May 14, 2018
Stars are not formed in gravity wells.
A theory about how star systems form must include the most prevalent condition in the Universe: plasma. Stars are born when electric charge flow is confined into filaments that wind around each other, forming z-pinch zones that compress matter in the plasma state. Laboratory experiments reveal that those regions are where star formation is likely to occur, instead of in planetary nebulae, the eighteenth century theory that continues to drive mainstream proposals.
New stars are probably highly unstable due to their extreme electrical environments. They will tend to split into one or more daughter stars, equalizing their electrical potential. This theory explains why stars are most often found in groups. Planets form as stars age. Their surface electric discharges synthesize heavier elements from the primordial hydrogen and helium out of which they were made. Those heavy elements build up in their interiors until they reach an unsustainable condition, releasing the excess mass as highly ionized gas giant planets, along with smaller, denser rocky bodies.
NASA launched the Kepler Space Telescope on March 7, 2009 on a three and a half year mission to search for planets around other stars. Kepler scans thousands of stars simultaneously, using a photometer to measure light output. When some object passes in front of a star, it is thought that the starlight will dim by a minute amount.
Conventional theories about star formation are based on the Nebular Hypothesis. Nebular clouds are said to condense into hot balls of gas that somehow ignite into thermonuclear fire. So-called “eddies” in the subsequent protoplanetary disc are what form planets. The hypothesis has a major fault: it does not explain why planets in the Solar System possess about 97% of its total angular momentum, when their combined masses are less than a tenth of one per cent of the Sun’s mass. The theory is given a crutch by suggesting that the Sun has a companion that moves on a long, parabolic orbit.
According to a recent press release, after studying 909 planets in the Kepler catalogue, they all are “…close in size and similarly spaced in their orbits when compared with planets in other systems.” This observation is independent of stellar characteristics. It goes on to say that such an observation was “… not what we’d expect, given how we think star systems are born…”
Lauren Weiss at the University of Montreal wrote:
“There’s probably something related to the physics of the disc that the planets are forming in that is determining how big the planets grow and how far apart from each other they end up.”
That “something” is electricity.
Since many exoplanets are “super-Jupiters”, with orbits closer to their stars than Mercury is to the Sun, an argument for their creation in stellar electrical expulsion can be made.

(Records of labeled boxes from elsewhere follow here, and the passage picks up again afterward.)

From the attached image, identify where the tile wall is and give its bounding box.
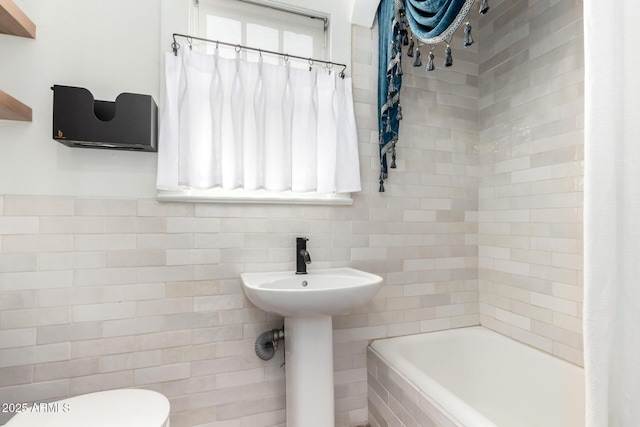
[478,0,584,365]
[0,0,582,427]
[0,20,479,427]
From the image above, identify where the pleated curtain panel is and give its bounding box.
[157,49,361,194]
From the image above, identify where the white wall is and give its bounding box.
[0,0,354,197]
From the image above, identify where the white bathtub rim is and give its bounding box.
[369,325,584,427]
[369,346,497,427]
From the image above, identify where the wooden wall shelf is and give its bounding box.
[0,90,32,122]
[0,0,36,122]
[0,0,36,39]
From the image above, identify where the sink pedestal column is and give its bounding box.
[284,315,335,427]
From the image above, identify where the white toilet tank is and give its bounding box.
[5,389,169,427]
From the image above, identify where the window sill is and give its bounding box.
[157,188,353,206]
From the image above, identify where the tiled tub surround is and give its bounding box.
[0,188,478,427]
[474,0,584,365]
[368,326,585,427]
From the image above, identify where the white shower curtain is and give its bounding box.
[157,49,361,194]
[584,0,640,427]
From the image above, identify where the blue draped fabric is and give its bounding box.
[378,0,402,191]
[378,0,480,192]
[405,0,473,41]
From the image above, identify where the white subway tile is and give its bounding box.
[0,343,71,368]
[71,336,135,359]
[133,363,190,386]
[0,328,36,349]
[0,216,40,235]
[75,197,137,216]
[531,292,578,316]
[71,302,136,322]
[2,271,73,291]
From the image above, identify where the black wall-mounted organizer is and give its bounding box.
[51,85,158,151]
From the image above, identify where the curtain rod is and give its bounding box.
[171,33,347,78]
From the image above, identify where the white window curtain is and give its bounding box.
[157,49,361,194]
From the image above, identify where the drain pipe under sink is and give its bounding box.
[255,329,284,360]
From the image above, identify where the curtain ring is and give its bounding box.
[171,41,180,56]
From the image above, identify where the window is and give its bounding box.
[193,0,329,67]
[158,0,351,204]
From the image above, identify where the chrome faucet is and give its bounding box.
[296,237,311,274]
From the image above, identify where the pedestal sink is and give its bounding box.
[240,268,382,427]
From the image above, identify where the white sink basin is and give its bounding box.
[240,267,382,317]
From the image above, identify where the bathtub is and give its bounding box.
[367,326,584,427]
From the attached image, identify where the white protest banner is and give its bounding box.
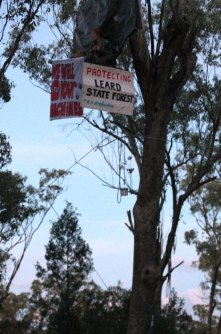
[50,58,84,120]
[81,63,134,115]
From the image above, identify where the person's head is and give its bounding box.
[91,28,101,41]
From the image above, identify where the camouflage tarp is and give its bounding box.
[74,0,142,54]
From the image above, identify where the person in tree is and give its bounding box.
[74,28,116,66]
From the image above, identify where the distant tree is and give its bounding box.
[0,293,29,334]
[36,203,93,334]
[0,169,68,304]
[78,282,131,334]
[12,0,221,334]
[185,182,221,334]
[154,289,195,334]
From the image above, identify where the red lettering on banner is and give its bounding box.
[51,80,60,101]
[51,80,77,101]
[50,102,83,119]
[87,66,132,83]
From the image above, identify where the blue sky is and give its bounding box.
[0,56,205,310]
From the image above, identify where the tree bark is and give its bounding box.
[127,1,196,334]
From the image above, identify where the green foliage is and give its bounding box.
[36,203,93,334]
[154,289,195,334]
[0,293,29,334]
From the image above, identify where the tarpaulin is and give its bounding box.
[74,0,142,54]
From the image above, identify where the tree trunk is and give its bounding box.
[128,105,168,334]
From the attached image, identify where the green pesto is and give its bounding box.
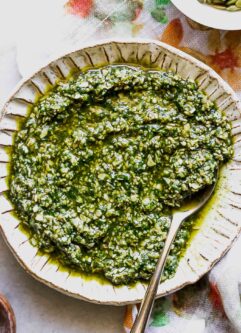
[9,66,233,284]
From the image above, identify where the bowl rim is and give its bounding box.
[0,38,241,306]
[171,0,241,30]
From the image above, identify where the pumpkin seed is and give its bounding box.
[198,0,241,12]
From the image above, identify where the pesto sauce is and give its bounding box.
[9,66,233,284]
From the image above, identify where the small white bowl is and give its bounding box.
[171,0,241,30]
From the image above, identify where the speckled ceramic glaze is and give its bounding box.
[0,40,241,305]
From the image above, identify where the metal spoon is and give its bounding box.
[131,179,218,333]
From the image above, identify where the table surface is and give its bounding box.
[0,48,125,333]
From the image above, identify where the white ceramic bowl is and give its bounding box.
[0,40,241,305]
[171,0,241,30]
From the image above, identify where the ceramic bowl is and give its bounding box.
[171,0,241,30]
[0,40,241,305]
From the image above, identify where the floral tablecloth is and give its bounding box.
[8,0,241,333]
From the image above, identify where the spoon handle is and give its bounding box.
[131,214,183,333]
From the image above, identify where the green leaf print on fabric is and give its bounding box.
[151,0,170,24]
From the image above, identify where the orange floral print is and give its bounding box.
[161,19,241,91]
[65,0,93,18]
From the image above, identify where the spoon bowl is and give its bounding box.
[131,172,218,333]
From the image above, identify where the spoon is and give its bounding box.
[131,179,218,333]
[0,294,16,333]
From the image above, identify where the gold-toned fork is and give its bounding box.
[131,179,218,333]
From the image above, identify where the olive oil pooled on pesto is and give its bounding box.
[10,66,233,284]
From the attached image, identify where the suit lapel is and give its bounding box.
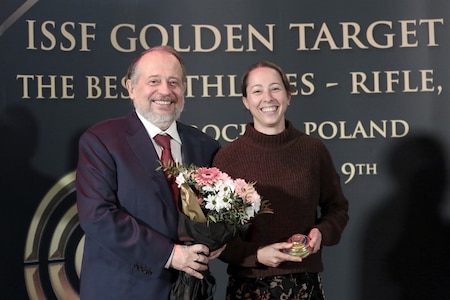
[127,112,175,209]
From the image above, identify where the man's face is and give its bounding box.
[127,51,186,130]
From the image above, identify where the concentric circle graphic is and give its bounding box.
[24,172,84,300]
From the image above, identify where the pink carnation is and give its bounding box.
[195,167,222,185]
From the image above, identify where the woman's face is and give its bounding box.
[242,67,291,135]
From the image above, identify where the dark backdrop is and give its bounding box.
[0,0,450,300]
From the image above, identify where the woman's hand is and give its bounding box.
[308,228,322,253]
[256,243,302,268]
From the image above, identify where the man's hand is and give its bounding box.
[170,244,210,279]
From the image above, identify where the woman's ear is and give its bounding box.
[242,97,250,110]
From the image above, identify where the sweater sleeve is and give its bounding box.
[315,144,349,246]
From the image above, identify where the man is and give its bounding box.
[76,46,222,300]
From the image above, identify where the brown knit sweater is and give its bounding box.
[213,121,348,277]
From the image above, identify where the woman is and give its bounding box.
[213,61,348,299]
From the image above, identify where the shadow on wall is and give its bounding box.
[0,106,54,299]
[359,135,450,300]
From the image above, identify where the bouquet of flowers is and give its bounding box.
[160,162,272,299]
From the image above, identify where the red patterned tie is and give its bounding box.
[154,134,180,208]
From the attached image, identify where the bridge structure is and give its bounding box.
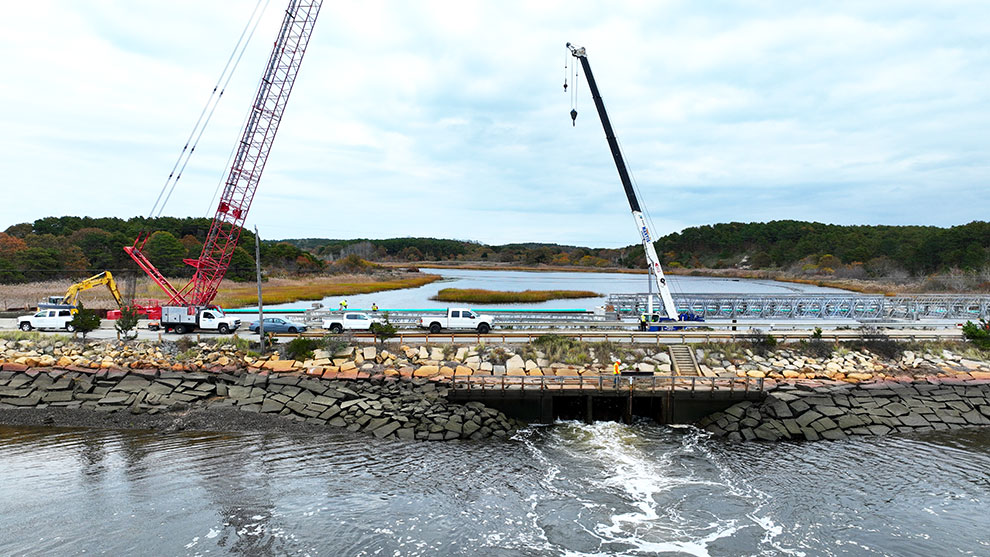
[608,292,990,322]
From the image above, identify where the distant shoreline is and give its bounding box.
[394,261,921,296]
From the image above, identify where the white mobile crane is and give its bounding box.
[564,43,696,320]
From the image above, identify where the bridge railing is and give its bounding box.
[274,322,962,345]
[452,375,764,396]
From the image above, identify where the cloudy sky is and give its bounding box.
[0,0,990,247]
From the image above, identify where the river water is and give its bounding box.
[266,268,843,310]
[0,422,990,556]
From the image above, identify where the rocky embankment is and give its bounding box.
[699,376,990,441]
[0,341,521,440]
[0,337,990,440]
[696,348,990,383]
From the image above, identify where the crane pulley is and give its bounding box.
[564,43,678,319]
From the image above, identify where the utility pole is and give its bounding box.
[254,226,265,355]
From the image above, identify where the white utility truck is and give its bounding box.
[323,311,382,333]
[161,306,241,335]
[17,307,76,333]
[419,308,495,335]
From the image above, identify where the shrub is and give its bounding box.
[371,311,396,343]
[859,325,904,359]
[747,329,777,356]
[175,337,196,352]
[214,335,252,352]
[69,302,100,342]
[805,338,833,359]
[963,319,990,350]
[532,335,591,364]
[113,306,138,340]
[488,346,509,365]
[285,337,322,360]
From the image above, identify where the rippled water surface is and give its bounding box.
[0,422,990,555]
[265,268,842,309]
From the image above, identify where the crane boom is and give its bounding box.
[124,0,323,306]
[567,43,677,319]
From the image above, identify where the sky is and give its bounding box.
[0,0,990,247]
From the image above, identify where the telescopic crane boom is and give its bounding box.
[124,0,323,307]
[565,43,677,319]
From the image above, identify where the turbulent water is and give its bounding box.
[0,422,990,556]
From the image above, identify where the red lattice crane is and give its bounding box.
[124,0,323,306]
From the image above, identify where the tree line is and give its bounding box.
[0,216,990,283]
[0,217,324,284]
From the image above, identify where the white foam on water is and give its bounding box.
[531,422,801,556]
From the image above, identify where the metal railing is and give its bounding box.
[608,292,990,321]
[275,322,962,345]
[451,375,764,397]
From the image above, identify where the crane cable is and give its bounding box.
[616,132,683,306]
[148,0,271,218]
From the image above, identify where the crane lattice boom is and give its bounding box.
[124,0,323,306]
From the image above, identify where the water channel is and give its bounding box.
[271,268,843,309]
[0,422,990,556]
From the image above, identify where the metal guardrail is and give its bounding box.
[452,375,764,397]
[274,323,962,344]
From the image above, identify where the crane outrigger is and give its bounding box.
[564,43,693,320]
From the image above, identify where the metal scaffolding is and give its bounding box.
[608,293,990,321]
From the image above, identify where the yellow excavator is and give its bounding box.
[38,271,124,313]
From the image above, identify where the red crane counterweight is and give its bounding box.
[124,0,323,306]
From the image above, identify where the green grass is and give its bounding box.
[430,288,599,304]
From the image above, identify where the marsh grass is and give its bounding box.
[430,288,599,304]
[214,275,443,308]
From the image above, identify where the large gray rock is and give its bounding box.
[797,410,822,428]
[372,422,402,439]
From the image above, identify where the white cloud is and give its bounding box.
[0,0,990,246]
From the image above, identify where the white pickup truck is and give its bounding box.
[161,306,241,335]
[323,311,382,333]
[419,308,494,335]
[17,308,76,333]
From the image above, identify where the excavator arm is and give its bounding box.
[62,271,124,307]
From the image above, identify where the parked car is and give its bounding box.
[323,311,382,333]
[419,308,494,335]
[163,306,241,335]
[17,308,76,333]
[248,317,306,333]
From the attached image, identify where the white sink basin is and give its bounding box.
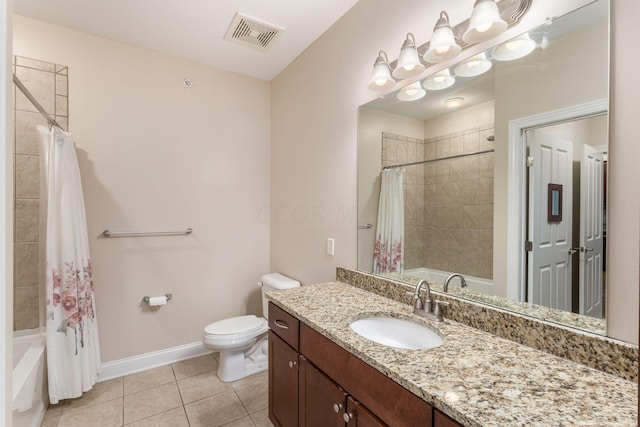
[349,316,444,350]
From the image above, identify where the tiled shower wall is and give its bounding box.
[13,56,69,330]
[382,124,494,279]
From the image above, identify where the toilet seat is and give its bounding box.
[202,314,269,350]
[204,314,267,335]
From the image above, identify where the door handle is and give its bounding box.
[273,319,289,329]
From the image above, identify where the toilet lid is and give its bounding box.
[204,314,265,335]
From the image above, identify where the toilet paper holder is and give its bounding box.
[142,294,173,303]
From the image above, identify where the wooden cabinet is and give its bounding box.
[299,356,347,427]
[299,356,386,427]
[269,331,299,427]
[269,303,462,427]
[433,409,464,427]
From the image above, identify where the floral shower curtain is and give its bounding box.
[373,168,404,274]
[39,126,100,404]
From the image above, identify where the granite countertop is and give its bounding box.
[267,282,638,427]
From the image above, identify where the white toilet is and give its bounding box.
[202,273,300,382]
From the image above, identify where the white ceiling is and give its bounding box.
[13,0,358,80]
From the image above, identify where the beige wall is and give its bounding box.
[607,0,640,343]
[14,16,269,362]
[271,0,640,342]
[0,0,13,427]
[358,107,424,271]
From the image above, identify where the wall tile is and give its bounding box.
[478,127,495,151]
[436,184,451,206]
[464,132,480,153]
[13,243,40,288]
[478,153,494,179]
[449,135,464,156]
[15,199,40,243]
[477,179,493,205]
[462,156,480,181]
[15,155,40,199]
[435,161,450,184]
[15,111,47,156]
[436,139,450,159]
[424,142,438,160]
[447,205,464,228]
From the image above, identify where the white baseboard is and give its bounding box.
[98,342,213,382]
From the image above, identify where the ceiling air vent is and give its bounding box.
[224,12,284,50]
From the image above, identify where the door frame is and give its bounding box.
[506,98,609,301]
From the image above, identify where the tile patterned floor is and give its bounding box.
[41,355,273,427]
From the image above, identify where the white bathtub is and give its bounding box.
[404,267,494,295]
[13,329,48,427]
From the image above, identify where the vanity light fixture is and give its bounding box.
[424,10,462,64]
[455,52,493,77]
[398,81,427,101]
[368,0,533,93]
[462,0,508,43]
[444,96,464,108]
[491,33,536,61]
[368,50,396,91]
[422,68,456,90]
[393,33,424,79]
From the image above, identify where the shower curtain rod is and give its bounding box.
[382,150,494,171]
[13,73,62,129]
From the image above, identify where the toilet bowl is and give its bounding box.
[202,273,300,382]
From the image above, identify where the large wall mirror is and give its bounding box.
[358,0,615,334]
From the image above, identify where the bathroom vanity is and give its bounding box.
[268,282,637,427]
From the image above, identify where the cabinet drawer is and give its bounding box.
[300,323,433,427]
[269,302,300,351]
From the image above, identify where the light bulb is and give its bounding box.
[505,39,523,51]
[476,22,493,33]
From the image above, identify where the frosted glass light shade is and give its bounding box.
[398,81,427,101]
[422,68,456,90]
[462,0,508,43]
[393,33,424,79]
[455,52,493,77]
[367,51,396,92]
[424,11,462,64]
[491,33,536,61]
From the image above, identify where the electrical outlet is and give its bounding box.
[327,237,335,256]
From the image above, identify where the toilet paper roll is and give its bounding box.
[149,296,167,307]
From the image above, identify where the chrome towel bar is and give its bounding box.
[102,228,193,237]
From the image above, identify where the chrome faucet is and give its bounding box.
[442,273,467,292]
[413,279,449,322]
[413,279,431,314]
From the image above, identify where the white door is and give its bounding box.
[527,131,573,311]
[580,145,604,318]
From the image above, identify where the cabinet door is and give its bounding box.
[344,396,386,427]
[433,409,463,427]
[300,356,347,427]
[269,331,298,427]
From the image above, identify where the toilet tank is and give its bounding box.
[258,273,300,319]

Also, as mentioned, rocky bodies, like Mercury or the Moon, are ejected from larger, highly charged objects. They are not born in dusty eddies surrounding a stellar “cocoon”.
Planets are like beads on a spring that expands and contracts in response to electrical conditions. Their spacing and sorting is most likely because they are charged objects inside stellar plasmaspheres, aligning themselves according to their electrical characteristics, density and composition. That is why the exoplanets favor an arrangement that is not expected by the mainstream.